'Well, we may as well go,' I said dully. I lit the candle and held it up. Audrey was standing against the wall, her face white and set.
I raised the trap-door and followed her down the ladder.
The rain had ceased, and the stars were shining. After the closeness of the loft, the clean wet air was delicious. For a moment we stopped, held by the peace and stillness of the night.
Then, quite suddenly, she broke down.
It was the unexpectedness of it that first threw me off my balance. In all the time I had known her, I had never before seen Audrey in tears. Always, in the past, she had borne the blows of fate with a stoical indifference which had alternately attracted and repelled me, according as my mood led me to think it courage or insensibility. In the old days, it had done much, this trait of hers, to rear a barrier between us. It had made her seem aloof and unapproachable. Subconsciously, I suppose, it had offended my egoism that she should be able to support herself in times of trouble, and not feel it necessary to lean on me.

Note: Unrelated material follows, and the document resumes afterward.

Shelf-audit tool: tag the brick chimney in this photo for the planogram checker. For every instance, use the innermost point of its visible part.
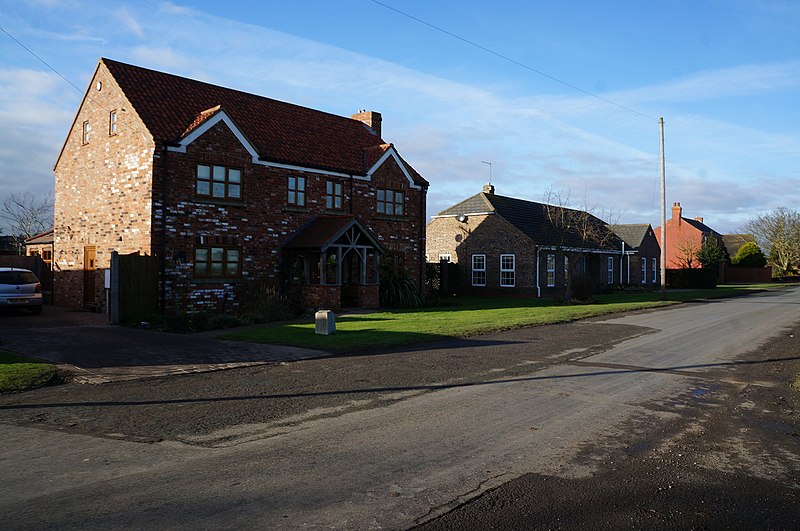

And now the barrier had fallen. The old independence, the almost aggressive self-reliance, had vanished. A new Audrey had revealed herself.
She was sobbing helplessly, standing quite still, her arms hanging and her eyes staring blankly before her. There was something in her attitude so hopeless, so beaten, that the pathos of it seemed to cut me like a knife.
'Audrey!'
The stars glittered in the little pools among the worn flagstones. The night was very still. Only the steady drip of water from the trees broke the silence.
A great wave of tenderness seemed to sweep from my mind everything in the world but her. Everything broke abruptly that had been checking me, stifling me, holding me gagged and bound since the night when our lives had come together again after those five long years. I forgot Cynthia, my promise, everything.